De Afdeling is voorts nog van mening dat er geen regels gelden voor laagfrequent geluid, dus dat daarmee geen rekening diende te worden gehouden.

De buren hebben nog gesteld dat de geluidsbelasting niet berekend is als de warmtepomp met maximaal vermogen draait. Dat hebben de buren echter niet kunnen bewijzen. De Afdeling schuift dit argument aan de kant.

De discussie of een installatie op vol vermogen is getest voor de maximale geluidbelasting, komt vaker voor. Het is immers voor degene die niet zelf test niet goed te controleren of een installatie op maximaal vermogen is getest.

Verkeer

Tracébesluit A2 Vonderen-Kerensheide: ABRvS 7 april 2021: ECLI:NL:RVS:2021:741

Het traject van de A2 in Limburg tussen de knooppunten Vonderen en Kerensheide wordt verbreed met extra rijstroken in beide richtingen.

Ter plaatse van het bedrijventerrein in Echt is een geluidscherm voorzien, om de geluidbelasting op zes woningen aan de Loperweg te reduceren tot de saneringsstreefwaarde van 60 dB. Het geluidscherm wordt niet-transparant en aan beide zijden absorberend uitgevoerd.

Twee bedrijven komen op tegen de realisatie van dit geluidscherm, omdat dit het zicht op hun bedrijfspanden belemmert. Zij betogen dat de Minister niet verplicht is om dit geluidscherm te plaatsen en daarom doorslaggevend gewicht had moeten toekennen aan hun belang om zichtbaar te zijn vanaf de A2.
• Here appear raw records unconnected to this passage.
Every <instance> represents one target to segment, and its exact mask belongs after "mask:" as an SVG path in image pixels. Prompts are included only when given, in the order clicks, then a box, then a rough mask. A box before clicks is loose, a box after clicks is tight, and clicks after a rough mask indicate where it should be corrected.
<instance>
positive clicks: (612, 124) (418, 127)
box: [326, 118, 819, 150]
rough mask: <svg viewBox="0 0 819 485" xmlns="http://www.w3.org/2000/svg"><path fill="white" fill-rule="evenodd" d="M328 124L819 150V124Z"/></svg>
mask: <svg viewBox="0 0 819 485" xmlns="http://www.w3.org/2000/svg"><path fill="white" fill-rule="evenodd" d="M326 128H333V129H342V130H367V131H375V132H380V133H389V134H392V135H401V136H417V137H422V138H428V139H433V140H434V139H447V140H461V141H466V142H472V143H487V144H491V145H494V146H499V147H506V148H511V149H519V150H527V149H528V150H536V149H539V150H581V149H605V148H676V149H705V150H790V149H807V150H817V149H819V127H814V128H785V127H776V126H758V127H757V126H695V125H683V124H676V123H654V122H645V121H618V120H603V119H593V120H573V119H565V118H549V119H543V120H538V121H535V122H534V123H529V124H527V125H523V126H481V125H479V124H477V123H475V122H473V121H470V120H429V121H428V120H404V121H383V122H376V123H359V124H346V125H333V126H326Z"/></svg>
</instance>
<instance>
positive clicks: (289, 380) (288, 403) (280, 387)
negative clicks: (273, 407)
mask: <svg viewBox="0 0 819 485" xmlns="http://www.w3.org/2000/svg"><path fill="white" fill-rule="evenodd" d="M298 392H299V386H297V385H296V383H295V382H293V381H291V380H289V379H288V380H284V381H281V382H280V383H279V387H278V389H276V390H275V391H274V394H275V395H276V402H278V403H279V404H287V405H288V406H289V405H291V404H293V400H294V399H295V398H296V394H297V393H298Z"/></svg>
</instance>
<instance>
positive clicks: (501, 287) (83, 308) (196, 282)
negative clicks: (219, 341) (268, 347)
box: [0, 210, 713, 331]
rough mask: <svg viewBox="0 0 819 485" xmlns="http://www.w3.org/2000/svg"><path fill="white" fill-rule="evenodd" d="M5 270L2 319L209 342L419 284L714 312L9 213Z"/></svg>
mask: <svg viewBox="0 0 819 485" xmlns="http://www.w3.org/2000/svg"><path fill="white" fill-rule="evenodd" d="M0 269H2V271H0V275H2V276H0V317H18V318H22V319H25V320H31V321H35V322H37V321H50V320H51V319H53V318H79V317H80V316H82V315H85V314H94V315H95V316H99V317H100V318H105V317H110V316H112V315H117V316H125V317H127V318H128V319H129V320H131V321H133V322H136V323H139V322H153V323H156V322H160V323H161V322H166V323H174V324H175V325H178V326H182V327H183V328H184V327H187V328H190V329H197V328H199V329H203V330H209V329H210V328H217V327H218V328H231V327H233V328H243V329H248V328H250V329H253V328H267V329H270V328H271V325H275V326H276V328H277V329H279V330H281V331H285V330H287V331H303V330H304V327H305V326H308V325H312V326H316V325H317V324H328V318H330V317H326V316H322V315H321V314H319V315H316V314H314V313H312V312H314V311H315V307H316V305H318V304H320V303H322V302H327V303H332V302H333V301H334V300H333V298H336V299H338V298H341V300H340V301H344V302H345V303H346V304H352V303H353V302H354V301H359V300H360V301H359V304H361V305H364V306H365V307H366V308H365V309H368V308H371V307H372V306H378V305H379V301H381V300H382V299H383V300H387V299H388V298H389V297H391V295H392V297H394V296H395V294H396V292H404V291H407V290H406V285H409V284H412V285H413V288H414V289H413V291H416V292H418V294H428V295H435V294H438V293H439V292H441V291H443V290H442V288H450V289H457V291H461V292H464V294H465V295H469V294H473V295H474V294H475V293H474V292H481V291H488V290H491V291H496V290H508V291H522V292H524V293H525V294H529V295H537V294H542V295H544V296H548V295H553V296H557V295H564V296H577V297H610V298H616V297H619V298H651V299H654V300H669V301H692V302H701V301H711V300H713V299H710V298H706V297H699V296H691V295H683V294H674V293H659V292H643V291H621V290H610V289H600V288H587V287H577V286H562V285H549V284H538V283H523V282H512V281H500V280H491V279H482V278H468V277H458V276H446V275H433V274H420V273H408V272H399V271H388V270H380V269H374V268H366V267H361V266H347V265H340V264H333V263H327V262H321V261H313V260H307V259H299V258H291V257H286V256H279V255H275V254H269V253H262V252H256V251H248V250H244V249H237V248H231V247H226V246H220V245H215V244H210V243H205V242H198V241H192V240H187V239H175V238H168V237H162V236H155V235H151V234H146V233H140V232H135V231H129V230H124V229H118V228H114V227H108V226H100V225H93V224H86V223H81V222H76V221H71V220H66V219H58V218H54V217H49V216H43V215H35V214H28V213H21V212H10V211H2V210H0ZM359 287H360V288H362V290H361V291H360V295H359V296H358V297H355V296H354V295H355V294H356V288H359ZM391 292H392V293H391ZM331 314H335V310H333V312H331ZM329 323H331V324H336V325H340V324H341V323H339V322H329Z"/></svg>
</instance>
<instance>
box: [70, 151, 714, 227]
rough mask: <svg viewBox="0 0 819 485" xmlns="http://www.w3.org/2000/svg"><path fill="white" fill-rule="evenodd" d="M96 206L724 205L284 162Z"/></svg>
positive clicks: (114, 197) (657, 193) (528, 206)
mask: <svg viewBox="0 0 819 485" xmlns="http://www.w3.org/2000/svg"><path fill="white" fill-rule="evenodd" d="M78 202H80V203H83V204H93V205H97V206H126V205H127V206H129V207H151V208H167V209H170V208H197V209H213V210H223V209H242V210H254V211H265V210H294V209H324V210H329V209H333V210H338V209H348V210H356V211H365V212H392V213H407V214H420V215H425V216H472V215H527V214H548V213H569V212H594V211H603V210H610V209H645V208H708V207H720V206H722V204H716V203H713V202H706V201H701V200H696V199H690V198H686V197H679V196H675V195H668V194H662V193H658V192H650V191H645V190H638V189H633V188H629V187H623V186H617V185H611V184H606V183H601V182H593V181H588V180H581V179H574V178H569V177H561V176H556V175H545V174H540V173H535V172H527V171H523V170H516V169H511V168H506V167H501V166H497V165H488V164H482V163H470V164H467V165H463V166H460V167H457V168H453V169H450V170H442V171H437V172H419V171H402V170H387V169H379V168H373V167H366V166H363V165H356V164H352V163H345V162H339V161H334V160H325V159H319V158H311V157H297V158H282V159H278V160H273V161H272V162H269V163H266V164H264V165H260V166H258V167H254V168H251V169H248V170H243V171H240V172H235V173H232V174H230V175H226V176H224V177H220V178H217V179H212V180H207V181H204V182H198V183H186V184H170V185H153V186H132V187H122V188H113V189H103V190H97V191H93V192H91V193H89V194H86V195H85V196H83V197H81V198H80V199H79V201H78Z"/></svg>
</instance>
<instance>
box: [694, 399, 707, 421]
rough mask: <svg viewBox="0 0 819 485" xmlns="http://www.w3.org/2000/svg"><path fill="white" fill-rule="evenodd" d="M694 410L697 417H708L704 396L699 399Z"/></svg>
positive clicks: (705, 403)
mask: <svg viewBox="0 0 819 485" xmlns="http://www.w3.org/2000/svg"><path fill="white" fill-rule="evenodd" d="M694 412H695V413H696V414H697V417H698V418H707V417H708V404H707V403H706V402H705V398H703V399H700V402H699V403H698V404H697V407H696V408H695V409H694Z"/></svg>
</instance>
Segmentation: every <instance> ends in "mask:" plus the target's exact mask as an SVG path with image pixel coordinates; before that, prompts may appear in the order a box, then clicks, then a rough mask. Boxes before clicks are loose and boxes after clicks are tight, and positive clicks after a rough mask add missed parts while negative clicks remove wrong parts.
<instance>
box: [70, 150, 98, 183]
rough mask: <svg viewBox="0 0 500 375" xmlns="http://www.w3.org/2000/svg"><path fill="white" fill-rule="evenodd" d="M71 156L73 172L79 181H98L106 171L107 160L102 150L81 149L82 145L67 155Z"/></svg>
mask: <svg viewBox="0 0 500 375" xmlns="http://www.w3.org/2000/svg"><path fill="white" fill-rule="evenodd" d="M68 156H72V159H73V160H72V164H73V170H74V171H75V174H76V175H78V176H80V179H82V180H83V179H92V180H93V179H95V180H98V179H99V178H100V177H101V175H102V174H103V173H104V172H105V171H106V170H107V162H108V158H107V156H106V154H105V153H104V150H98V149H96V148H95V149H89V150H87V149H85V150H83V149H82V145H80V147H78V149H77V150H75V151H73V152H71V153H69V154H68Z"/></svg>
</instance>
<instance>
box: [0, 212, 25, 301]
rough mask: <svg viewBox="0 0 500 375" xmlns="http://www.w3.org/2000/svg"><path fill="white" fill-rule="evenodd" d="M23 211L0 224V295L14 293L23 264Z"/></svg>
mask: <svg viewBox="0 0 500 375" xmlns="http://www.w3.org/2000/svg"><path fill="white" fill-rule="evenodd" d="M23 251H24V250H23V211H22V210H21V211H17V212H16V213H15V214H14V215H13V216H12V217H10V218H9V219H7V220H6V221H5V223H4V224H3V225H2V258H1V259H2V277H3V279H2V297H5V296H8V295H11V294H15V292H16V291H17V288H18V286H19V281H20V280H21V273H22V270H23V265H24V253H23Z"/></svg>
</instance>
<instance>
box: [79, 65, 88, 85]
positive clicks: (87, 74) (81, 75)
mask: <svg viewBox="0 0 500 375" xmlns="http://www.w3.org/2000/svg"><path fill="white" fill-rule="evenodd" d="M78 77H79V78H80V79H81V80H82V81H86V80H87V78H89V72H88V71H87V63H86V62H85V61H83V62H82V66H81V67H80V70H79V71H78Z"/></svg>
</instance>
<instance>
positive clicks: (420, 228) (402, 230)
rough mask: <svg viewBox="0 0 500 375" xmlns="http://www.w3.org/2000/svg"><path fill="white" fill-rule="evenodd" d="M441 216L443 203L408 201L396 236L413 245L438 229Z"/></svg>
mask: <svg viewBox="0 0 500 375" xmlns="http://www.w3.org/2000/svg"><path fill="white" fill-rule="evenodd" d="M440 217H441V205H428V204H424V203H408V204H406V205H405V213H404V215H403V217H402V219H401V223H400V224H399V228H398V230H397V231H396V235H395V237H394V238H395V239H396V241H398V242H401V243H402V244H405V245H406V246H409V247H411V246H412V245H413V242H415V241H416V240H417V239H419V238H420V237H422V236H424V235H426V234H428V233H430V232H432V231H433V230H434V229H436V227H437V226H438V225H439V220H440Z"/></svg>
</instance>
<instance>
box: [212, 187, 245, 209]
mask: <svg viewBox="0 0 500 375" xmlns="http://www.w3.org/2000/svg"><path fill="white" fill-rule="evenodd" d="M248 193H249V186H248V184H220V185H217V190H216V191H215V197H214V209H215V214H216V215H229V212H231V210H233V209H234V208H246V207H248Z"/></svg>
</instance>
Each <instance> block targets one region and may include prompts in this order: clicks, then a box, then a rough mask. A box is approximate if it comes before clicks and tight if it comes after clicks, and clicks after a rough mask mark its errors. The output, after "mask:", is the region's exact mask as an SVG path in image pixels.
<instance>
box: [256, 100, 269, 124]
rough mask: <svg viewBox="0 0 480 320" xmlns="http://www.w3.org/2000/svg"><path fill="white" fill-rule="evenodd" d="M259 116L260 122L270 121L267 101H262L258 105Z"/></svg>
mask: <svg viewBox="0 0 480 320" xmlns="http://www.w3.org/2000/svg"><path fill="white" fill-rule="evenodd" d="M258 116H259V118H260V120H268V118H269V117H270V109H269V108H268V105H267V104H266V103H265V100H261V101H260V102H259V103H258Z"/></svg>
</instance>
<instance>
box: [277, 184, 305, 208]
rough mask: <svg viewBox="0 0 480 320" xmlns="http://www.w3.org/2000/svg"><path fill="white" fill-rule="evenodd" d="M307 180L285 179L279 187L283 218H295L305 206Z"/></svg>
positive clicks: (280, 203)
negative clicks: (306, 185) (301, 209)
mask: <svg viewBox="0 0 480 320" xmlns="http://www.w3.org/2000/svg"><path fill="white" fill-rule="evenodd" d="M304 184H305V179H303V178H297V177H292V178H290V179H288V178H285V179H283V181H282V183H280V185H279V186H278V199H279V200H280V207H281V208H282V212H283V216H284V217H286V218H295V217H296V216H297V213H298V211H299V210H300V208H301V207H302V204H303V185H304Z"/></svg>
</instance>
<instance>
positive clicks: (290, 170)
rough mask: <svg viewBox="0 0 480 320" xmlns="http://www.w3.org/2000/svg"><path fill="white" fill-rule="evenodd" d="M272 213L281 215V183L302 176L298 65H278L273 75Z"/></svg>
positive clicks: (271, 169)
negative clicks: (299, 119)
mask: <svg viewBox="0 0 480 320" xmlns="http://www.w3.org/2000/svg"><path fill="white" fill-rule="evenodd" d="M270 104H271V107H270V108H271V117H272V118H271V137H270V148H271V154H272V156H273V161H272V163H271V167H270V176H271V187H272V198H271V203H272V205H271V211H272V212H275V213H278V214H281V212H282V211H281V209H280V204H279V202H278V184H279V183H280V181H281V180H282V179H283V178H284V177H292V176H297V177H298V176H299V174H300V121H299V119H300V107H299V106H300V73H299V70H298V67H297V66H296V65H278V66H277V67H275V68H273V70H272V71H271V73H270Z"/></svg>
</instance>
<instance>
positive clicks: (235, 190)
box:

Op zich klopt het dat de Minister niet verplicht is om onderzoek te doen naar mogelijke maatregelen voor de betreffende woningen. De woningen hadden namelijk al moeten worden betrokken bij het saneringsprogramma voor het tracébesluit Sint Joost-Urmond en het wegaanpassingsbesluit Maasbracht-Geleen. Per abuis zijn de zes woningen destijds echter niet als saneringsobject aangemerkt. De Minister wil deze woningen daarom alsnog dezelfde behandeling geven die ze al eerder hadden moeten hebben. De geluidbelasting op deze woningen is hoog. Volledige benutting van de voorheen geldende geluidproductieplafonds leidt namelijk tot een geluidbelasting van 64 tot 69 dB. Bij uitvoering van dit tracébesluit neemt dat toe tot een geluidbelasting van 66 tot 71 dB.

Gelet op deze hoge geluidbelasting heeft de Minister ervoor mogen kiezen om vrijwillig een geluidscherm te realiseren als onderdeel van het tracébesluit. Er is geen wettelijke verplichting nodig om een geluidscherm te kunnen plaatsen. Waarom zou je immers niet meer bescherming tegen geluidhinder mogen bieden dan strikt noodzakelijk is. Voor de bewoners van de zes woningen is dit een goede zaak.

Het feit dat er geen wettelijke verplichting is, betekent echter wel dat de Minister een belangenafweging moet maken. Zijn de belangen van de betreffende bedrijven bij zicht op hun bedrijfspanden voldoende betrokken bij het besluit om een geluidscherm te plaatsen?

De Afdeling gaat uitvoerig in op drie alternatieven die door de appellanten zijn voorgelegd. De Minister heeft echter terechte bezwaren tegen een geluidscherm met een knik, waarmee niet wordt voldaan aan de gewenste landschappelijke inpassing. Een transparant scherm blijkt evenmin een reëel alternatief, omdat er dan reflectie ontstaat. De bedrijven in kwestie voeren nog aan dat zij geen grote lawaaimakers zijn, maar zij zijn niet de enige bedrijven op het bedrijfsterrein. Een transparant en dus reflecterend scherm zou de geluidruimte van andere bedrijven kunnen beperken.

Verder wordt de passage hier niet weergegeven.